I'm afraid there is simply no stopping the march of these ineffective monstrosities across Scotland.

Zamberlan Ultralite GTX

We have always been fans of Zamberlan boots but for the last few years have been unable to obtain them up here in Scotland, and they never seemed to be available in the Lakes either. So, when we noticed that Tiso had the new Ultralites (claimed weight, 960g in size 38) we had to go and have a look. Both of us ended up with a pair and will report after their first usage.

Based on past experience we expect them to be comfortable 'from the box' or at least to require very little breaking in.

Wednesday, 24 March 2010

A Walk in Flyrocs

Tuesday 23 March


I bought a pair of Inov8 Flyroc 345 GTX on Monday. It was a bit of a risk since I have a metatarso-phalangeal joint  injury on my left foot and using lightweight footwear on the hill usually means pain, whereas I have had none at all this winter using my Meindl Borneos.

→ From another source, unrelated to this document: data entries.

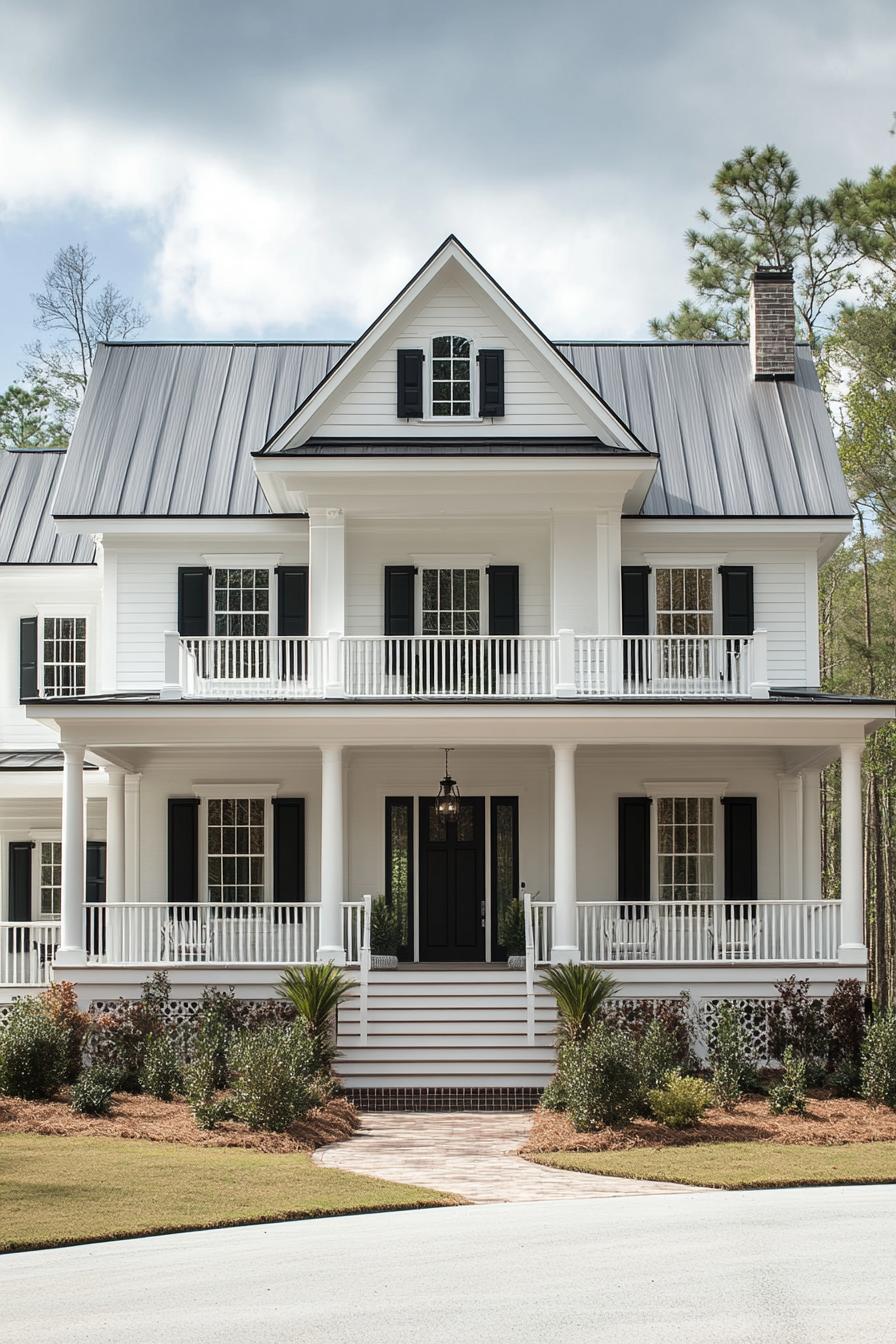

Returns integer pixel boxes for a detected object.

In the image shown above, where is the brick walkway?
[314,1111,695,1204]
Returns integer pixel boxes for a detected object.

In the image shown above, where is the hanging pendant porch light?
[435,747,461,821]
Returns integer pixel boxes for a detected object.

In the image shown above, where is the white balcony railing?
[0,921,62,988]
[85,900,329,966]
[163,630,768,700]
[531,900,840,965]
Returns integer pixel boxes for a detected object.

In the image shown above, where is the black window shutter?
[277,564,308,636]
[488,564,520,634]
[274,798,305,918]
[721,798,759,902]
[5,840,34,956]
[168,798,199,905]
[19,616,38,700]
[5,840,34,923]
[85,840,106,953]
[719,564,754,634]
[622,564,650,634]
[85,840,106,905]
[383,564,416,634]
[477,349,504,417]
[177,564,211,638]
[619,797,650,917]
[396,349,423,419]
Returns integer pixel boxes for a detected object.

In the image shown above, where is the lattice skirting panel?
[336,1080,541,1110]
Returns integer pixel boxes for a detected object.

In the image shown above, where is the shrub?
[562,1023,641,1130]
[0,999,69,1101]
[189,988,244,1090]
[71,1064,118,1116]
[861,1008,896,1110]
[647,1068,713,1129]
[768,1046,806,1116]
[89,970,169,1091]
[140,1031,184,1101]
[498,896,525,957]
[40,980,90,1083]
[541,961,617,1040]
[708,1000,756,1110]
[540,1074,567,1110]
[768,976,827,1082]
[231,1023,317,1130]
[638,1017,681,1097]
[371,896,402,957]
[277,961,356,1073]
[825,980,865,1097]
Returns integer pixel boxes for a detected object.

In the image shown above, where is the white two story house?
[0,238,892,1093]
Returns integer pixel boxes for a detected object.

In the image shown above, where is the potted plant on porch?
[371,896,402,970]
[498,896,525,970]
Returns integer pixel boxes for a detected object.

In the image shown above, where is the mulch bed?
[520,1094,896,1153]
[0,1093,359,1153]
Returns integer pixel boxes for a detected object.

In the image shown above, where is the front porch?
[0,702,865,996]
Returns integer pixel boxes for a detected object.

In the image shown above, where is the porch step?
[336,966,556,1097]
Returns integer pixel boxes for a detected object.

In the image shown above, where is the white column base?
[551,948,582,966]
[837,942,868,966]
[52,948,87,978]
[317,948,345,966]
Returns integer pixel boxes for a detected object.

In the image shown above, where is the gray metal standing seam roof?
[54,341,852,517]
[0,452,95,564]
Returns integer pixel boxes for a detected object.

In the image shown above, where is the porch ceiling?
[28,700,893,769]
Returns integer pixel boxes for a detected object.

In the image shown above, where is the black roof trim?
[274,435,644,461]
[253,234,649,457]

Yesterday I decided to take them on their first walk, an easy one from Castlehill Reservoir through to Castle Campbell via the old drove road. The morning's early promise vanished in thick cloud cover and a spritely breeze, but larks were rising, curlews were crying and around Glen Quey reservoir black-headed gulls congregated noisily.

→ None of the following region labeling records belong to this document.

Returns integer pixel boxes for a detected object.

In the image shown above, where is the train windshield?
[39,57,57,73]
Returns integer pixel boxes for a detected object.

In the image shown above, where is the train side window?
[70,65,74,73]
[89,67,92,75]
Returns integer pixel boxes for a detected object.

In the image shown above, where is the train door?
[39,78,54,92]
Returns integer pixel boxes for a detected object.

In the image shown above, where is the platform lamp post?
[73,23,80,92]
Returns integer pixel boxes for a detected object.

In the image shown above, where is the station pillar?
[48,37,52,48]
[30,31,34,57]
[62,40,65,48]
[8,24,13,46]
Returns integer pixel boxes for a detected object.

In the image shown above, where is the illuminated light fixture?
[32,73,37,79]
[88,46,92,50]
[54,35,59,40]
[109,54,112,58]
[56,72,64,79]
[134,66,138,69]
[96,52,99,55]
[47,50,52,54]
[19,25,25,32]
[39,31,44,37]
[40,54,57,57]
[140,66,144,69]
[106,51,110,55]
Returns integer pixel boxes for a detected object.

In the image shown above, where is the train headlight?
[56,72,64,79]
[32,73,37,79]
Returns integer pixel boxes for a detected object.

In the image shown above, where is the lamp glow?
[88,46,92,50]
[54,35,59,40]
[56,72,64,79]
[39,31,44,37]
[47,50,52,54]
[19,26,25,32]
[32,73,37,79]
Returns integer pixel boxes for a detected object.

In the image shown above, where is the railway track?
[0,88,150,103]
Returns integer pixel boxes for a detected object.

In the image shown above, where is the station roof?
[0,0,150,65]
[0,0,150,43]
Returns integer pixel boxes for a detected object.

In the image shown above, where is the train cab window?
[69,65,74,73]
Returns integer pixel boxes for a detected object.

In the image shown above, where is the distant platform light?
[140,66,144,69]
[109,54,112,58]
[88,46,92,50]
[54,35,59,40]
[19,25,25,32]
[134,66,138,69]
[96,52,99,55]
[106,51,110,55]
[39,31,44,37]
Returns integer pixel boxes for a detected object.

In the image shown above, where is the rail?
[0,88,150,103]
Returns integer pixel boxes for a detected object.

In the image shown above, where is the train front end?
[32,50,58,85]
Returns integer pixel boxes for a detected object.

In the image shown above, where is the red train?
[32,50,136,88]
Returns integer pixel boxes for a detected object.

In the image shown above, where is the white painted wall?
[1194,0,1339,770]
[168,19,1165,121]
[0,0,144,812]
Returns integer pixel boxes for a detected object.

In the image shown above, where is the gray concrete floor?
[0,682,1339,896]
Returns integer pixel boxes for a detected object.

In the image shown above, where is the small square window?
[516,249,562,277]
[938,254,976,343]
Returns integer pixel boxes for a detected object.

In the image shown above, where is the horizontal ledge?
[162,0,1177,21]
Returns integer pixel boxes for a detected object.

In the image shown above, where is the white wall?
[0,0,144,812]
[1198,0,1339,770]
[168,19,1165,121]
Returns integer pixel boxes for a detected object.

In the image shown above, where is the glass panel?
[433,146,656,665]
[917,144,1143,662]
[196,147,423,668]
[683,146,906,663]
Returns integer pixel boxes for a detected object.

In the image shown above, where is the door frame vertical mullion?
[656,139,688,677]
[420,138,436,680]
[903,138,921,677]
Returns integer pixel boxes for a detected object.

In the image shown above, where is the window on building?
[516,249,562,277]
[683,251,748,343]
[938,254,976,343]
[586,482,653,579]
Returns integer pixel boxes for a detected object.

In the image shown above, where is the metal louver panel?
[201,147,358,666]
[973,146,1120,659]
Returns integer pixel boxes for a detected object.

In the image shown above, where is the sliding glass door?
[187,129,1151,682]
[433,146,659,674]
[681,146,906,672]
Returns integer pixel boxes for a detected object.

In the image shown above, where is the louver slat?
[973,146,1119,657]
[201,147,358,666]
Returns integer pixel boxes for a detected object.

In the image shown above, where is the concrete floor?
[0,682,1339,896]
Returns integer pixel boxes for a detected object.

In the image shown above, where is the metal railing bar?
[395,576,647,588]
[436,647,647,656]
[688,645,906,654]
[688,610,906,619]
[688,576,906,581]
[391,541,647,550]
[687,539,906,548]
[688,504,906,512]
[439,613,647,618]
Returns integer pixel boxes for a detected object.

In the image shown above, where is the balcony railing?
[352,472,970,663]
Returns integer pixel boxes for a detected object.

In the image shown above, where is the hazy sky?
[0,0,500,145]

Snapped trees and branches reminded of the severe winter just gone (almost) and frogspawn that spring was here (almost).





We passed Maiden's Well which is on record as early as the mid-1800s. Legend has it that the spirit of a young woman haunts the well and could be called forth at night by potential suitors. However, those who dared to do so were discovered dead in the morning.  

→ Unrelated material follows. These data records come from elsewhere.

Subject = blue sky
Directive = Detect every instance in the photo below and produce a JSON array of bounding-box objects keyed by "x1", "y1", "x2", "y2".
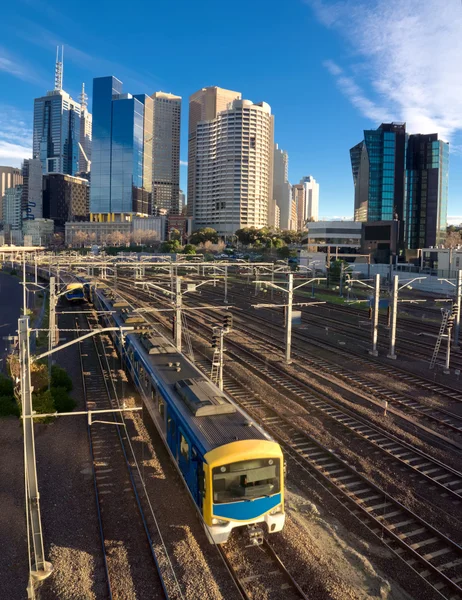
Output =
[{"x1": 0, "y1": 0, "x2": 462, "y2": 222}]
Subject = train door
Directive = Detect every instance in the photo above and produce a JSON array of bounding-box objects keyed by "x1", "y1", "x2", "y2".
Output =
[{"x1": 167, "y1": 412, "x2": 178, "y2": 462}]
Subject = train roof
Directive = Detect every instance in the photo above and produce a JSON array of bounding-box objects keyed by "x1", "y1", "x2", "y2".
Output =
[{"x1": 96, "y1": 290, "x2": 273, "y2": 453}]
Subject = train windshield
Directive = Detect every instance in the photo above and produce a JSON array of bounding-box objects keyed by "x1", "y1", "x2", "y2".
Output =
[{"x1": 212, "y1": 458, "x2": 281, "y2": 504}]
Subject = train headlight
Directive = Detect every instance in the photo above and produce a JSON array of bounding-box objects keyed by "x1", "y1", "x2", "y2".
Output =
[{"x1": 270, "y1": 504, "x2": 282, "y2": 515}]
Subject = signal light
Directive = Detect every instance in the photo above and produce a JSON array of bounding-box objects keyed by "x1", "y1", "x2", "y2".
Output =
[{"x1": 223, "y1": 313, "x2": 233, "y2": 329}]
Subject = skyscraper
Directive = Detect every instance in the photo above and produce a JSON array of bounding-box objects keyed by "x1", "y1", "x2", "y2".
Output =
[
  {"x1": 0, "y1": 167, "x2": 22, "y2": 223},
  {"x1": 90, "y1": 77, "x2": 153, "y2": 221},
  {"x1": 187, "y1": 87, "x2": 241, "y2": 217},
  {"x1": 273, "y1": 144, "x2": 292, "y2": 229},
  {"x1": 194, "y1": 100, "x2": 275, "y2": 236},
  {"x1": 79, "y1": 83, "x2": 92, "y2": 173},
  {"x1": 404, "y1": 133, "x2": 449, "y2": 249},
  {"x1": 32, "y1": 53, "x2": 90, "y2": 175},
  {"x1": 300, "y1": 175, "x2": 319, "y2": 221},
  {"x1": 151, "y1": 92, "x2": 181, "y2": 214},
  {"x1": 22, "y1": 158, "x2": 43, "y2": 220},
  {"x1": 350, "y1": 123, "x2": 406, "y2": 221}
]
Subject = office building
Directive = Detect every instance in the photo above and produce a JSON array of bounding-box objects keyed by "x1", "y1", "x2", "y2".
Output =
[
  {"x1": 79, "y1": 83, "x2": 92, "y2": 174},
  {"x1": 350, "y1": 123, "x2": 449, "y2": 254},
  {"x1": 300, "y1": 175, "x2": 319, "y2": 221},
  {"x1": 32, "y1": 53, "x2": 90, "y2": 175},
  {"x1": 0, "y1": 167, "x2": 22, "y2": 224},
  {"x1": 292, "y1": 183, "x2": 306, "y2": 231},
  {"x1": 404, "y1": 133, "x2": 449, "y2": 249},
  {"x1": 187, "y1": 87, "x2": 241, "y2": 217},
  {"x1": 21, "y1": 158, "x2": 43, "y2": 220},
  {"x1": 151, "y1": 92, "x2": 181, "y2": 214},
  {"x1": 2, "y1": 185, "x2": 22, "y2": 231},
  {"x1": 350, "y1": 123, "x2": 406, "y2": 221},
  {"x1": 43, "y1": 173, "x2": 90, "y2": 229},
  {"x1": 90, "y1": 77, "x2": 153, "y2": 222},
  {"x1": 194, "y1": 100, "x2": 274, "y2": 236},
  {"x1": 22, "y1": 219, "x2": 55, "y2": 246},
  {"x1": 178, "y1": 190, "x2": 186, "y2": 215},
  {"x1": 273, "y1": 144, "x2": 292, "y2": 229}
]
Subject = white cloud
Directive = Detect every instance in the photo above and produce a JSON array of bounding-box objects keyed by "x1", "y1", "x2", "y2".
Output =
[
  {"x1": 306, "y1": 0, "x2": 462, "y2": 140},
  {"x1": 0, "y1": 105, "x2": 32, "y2": 167}
]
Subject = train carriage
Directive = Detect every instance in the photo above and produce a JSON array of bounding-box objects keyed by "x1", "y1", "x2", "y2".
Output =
[{"x1": 94, "y1": 290, "x2": 285, "y2": 543}]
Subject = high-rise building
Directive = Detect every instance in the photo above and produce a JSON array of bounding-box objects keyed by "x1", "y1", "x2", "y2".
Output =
[
  {"x1": 178, "y1": 190, "x2": 186, "y2": 215},
  {"x1": 90, "y1": 77, "x2": 153, "y2": 222},
  {"x1": 194, "y1": 100, "x2": 275, "y2": 236},
  {"x1": 350, "y1": 123, "x2": 406, "y2": 221},
  {"x1": 43, "y1": 173, "x2": 90, "y2": 228},
  {"x1": 300, "y1": 175, "x2": 319, "y2": 221},
  {"x1": 350, "y1": 123, "x2": 449, "y2": 251},
  {"x1": 79, "y1": 83, "x2": 92, "y2": 173},
  {"x1": 292, "y1": 183, "x2": 307, "y2": 231},
  {"x1": 187, "y1": 87, "x2": 241, "y2": 217},
  {"x1": 0, "y1": 167, "x2": 22, "y2": 223},
  {"x1": 32, "y1": 53, "x2": 90, "y2": 175},
  {"x1": 2, "y1": 185, "x2": 22, "y2": 231},
  {"x1": 404, "y1": 133, "x2": 449, "y2": 249},
  {"x1": 273, "y1": 144, "x2": 292, "y2": 229},
  {"x1": 151, "y1": 92, "x2": 181, "y2": 214},
  {"x1": 22, "y1": 158, "x2": 43, "y2": 220}
]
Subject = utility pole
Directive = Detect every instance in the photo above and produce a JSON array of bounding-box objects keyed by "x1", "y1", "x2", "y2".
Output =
[
  {"x1": 286, "y1": 273, "x2": 294, "y2": 365},
  {"x1": 370, "y1": 273, "x2": 380, "y2": 356},
  {"x1": 175, "y1": 277, "x2": 183, "y2": 352},
  {"x1": 18, "y1": 316, "x2": 52, "y2": 598},
  {"x1": 453, "y1": 270, "x2": 462, "y2": 348},
  {"x1": 388, "y1": 275, "x2": 399, "y2": 360}
]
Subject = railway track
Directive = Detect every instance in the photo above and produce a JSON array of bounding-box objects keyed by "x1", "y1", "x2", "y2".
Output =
[
  {"x1": 192, "y1": 361, "x2": 462, "y2": 600},
  {"x1": 76, "y1": 312, "x2": 176, "y2": 600},
  {"x1": 218, "y1": 539, "x2": 308, "y2": 600}
]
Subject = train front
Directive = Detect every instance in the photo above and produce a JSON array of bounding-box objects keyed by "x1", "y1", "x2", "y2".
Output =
[{"x1": 203, "y1": 440, "x2": 285, "y2": 544}]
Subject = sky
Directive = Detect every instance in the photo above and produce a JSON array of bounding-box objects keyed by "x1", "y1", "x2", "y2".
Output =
[{"x1": 0, "y1": 0, "x2": 462, "y2": 223}]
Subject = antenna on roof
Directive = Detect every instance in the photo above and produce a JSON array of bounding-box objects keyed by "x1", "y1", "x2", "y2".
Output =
[
  {"x1": 55, "y1": 46, "x2": 64, "y2": 91},
  {"x1": 79, "y1": 83, "x2": 88, "y2": 110}
]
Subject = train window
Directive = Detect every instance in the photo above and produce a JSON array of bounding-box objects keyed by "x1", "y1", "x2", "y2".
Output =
[
  {"x1": 159, "y1": 396, "x2": 166, "y2": 423},
  {"x1": 180, "y1": 434, "x2": 189, "y2": 461}
]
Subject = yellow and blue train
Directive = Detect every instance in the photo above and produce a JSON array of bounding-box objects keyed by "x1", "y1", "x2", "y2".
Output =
[{"x1": 92, "y1": 288, "x2": 285, "y2": 544}]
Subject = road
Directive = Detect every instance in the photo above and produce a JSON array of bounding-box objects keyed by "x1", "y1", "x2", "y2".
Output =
[{"x1": 0, "y1": 272, "x2": 22, "y2": 372}]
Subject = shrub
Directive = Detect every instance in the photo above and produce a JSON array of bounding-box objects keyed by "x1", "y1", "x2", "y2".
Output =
[
  {"x1": 0, "y1": 395, "x2": 19, "y2": 417},
  {"x1": 50, "y1": 365, "x2": 73, "y2": 392},
  {"x1": 51, "y1": 387, "x2": 77, "y2": 412},
  {"x1": 0, "y1": 374, "x2": 14, "y2": 398}
]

Records show that she was a princess held captive in Castle Campbell, known at that time as Castle Gloom, because she had dared to fall in love with a man below her station; sometimes her gaolers would allow her to walk to the well to drink its waters.

Full marks for the walk and so far for the Flyrocs, but to find out if the joint injury would remain pain free in these lightweights, some ascent over rougher ground was called for. Whitewisp Hill rose conveniently above us and by the time we reached the cairn I was fairly sure they would be fine. The rest of the walk over Innerdownie and down its steep slopes back to the car seemed to confirm they had been a good buy. Only longer and rougher walks will truly tell.

Their first summit!


Monday, 15 March 2010

River Braan Hydro Scheme


As Chris Townsend has reported (see also Byeways for further comment), the above proposal has thankfully been rejected by the Scottish Executive. It would have been an appalling assault on a magnificent river and thanks must go to all who successfully opposed it.